Sehr geehrte Damen und Herren der Abteilung Öffentlichkeitsarbeit des Landes Tirol,

das Nachrichtenmagazin profil ist für gründliche Recherchen und faktengetreue Berichterstattung bekannt, auch in der Causa Ischgl. Um unsere Recherchen und die wiederholte Nicht-Beantwortung zentraler Fragen nachvollziehbar zu machen, richten wir unsere offen gebliebenen Fragen zum Krisenmanagement in Ischgl ab dem 5. März in dieser öffentlichen Anfrage an Sie. Es ist korrekt, dass das Gesundheitsministerium am 5. März um 16 Uhr den Erlass zum Kontaktpersonen-Management ergänzte. Ungeachtet dessen war die Ermittlung und Isolierung von Kontaktpersonen der Isländer vom Ministerium auch nach dem 5. März zwingend vorgeschrieben – und zwar auch von solchen Kontaktpersonen, die keine Symptome zeigen. Alle Antworten, die Sie uns zu diesem Thema bislang übermittelt haben, lassen den Schluss zu, dass Sie Kontaktpersonen der infektiösen Isländer nicht wie vorgeschrieben nachverfolgt haben.
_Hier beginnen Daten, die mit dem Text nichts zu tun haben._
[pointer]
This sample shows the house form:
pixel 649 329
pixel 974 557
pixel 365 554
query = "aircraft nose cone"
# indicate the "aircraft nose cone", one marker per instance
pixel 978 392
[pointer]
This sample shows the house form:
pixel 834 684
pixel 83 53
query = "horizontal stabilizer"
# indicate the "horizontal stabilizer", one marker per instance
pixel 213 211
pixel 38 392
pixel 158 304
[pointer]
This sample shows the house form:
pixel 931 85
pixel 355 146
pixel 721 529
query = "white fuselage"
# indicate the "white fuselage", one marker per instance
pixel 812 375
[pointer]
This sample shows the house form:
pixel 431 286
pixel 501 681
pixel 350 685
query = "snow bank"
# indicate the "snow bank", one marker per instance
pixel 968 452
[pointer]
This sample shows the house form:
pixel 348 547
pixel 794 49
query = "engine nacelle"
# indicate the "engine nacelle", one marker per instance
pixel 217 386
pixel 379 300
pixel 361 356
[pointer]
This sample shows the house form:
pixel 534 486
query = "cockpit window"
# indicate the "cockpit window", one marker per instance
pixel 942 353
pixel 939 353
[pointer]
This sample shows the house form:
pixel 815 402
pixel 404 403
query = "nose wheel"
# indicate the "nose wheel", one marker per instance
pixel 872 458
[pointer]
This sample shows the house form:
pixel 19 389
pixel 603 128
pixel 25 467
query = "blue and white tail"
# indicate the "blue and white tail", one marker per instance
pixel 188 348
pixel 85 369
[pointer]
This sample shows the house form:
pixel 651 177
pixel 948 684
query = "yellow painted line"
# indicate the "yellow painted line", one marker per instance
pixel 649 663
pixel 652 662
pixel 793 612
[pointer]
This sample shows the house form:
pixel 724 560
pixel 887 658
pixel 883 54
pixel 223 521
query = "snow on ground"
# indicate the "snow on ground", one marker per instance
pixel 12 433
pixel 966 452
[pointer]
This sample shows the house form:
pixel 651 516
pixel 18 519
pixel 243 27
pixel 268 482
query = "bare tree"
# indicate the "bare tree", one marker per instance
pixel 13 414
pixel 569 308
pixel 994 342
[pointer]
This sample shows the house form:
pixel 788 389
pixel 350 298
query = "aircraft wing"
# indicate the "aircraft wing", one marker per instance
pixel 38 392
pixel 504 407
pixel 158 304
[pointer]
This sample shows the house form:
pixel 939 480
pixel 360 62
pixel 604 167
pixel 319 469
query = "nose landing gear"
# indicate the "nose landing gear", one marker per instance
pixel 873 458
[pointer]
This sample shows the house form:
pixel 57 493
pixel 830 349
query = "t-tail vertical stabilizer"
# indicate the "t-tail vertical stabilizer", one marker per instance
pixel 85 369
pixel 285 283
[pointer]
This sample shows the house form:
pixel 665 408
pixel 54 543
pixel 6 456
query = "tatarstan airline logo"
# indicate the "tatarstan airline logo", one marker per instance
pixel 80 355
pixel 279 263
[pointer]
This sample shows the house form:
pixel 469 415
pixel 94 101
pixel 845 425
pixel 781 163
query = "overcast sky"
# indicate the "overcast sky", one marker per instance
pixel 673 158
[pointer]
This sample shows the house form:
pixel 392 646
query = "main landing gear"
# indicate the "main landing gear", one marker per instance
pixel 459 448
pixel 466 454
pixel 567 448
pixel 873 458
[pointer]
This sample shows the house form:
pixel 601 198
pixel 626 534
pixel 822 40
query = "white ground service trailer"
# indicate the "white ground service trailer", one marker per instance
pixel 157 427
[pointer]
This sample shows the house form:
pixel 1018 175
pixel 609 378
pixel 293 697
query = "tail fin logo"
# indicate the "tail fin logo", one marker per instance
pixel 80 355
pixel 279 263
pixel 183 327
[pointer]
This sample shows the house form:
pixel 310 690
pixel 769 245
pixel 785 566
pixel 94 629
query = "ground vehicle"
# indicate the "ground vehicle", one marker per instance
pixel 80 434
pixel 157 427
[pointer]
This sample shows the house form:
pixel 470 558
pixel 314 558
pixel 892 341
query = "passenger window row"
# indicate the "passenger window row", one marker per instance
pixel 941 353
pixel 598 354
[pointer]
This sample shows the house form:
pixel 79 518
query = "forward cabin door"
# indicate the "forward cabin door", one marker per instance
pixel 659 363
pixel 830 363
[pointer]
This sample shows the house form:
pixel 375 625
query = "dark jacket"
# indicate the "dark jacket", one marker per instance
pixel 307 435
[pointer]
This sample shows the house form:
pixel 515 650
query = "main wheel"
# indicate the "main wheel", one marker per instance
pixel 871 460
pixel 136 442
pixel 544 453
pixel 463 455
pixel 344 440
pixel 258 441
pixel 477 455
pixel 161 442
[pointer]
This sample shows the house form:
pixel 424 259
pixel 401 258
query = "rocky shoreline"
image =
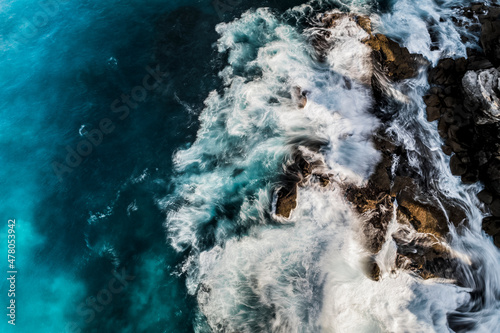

Um diesen Sachverhalt weiter aufzuklären, dürfen wir Sie um Beantwortung folgender Fragen bitten:

1. Sie wurden am Nachmittag des 5. März in einer Warnung aus Island per Mail darauf aufmerksam gemacht, dass 14 aus Ischgl heimgekehrte Isländer positiv auf Corona getestet wurden – mehrere dieser Isländer waren laut dem Mail bereits infektiös, als sie sich noch in Ischgl aufgehalten haben. Ein Erlass des Gesundheitsministeriums sieht für diesen Fall zwingend die Nachverfolgung und 14-tägige Isolierung von engen Kontaktpersonen vor – und zwar auch solcher Kontakte, die keine Symptome zeigen. Enge Kontaktpersonen sind laut Erlass-Update vom 5. März beispielsweise auch alle Menschen, die den Infizierten bloß die Hand schüttelten – oder sich 15 Minuten und in einem Abstand von weniger als zwei Meter zu ihnen aufhielten. Daher stellen wir nochmals die – bis heute unbeantwortete – Frage: Wie viele Kontaktpersonen der infektiösen Isländer wurden nach der Warnung aus Island wann ermittelt und wann isoliert? Dass eine Mitarbeiterin mit Symptomen isoliert wurde, wissen wir bereits. Wie viele Kontaktpersonen ohne Symptome wurden zusätzlich isoliert?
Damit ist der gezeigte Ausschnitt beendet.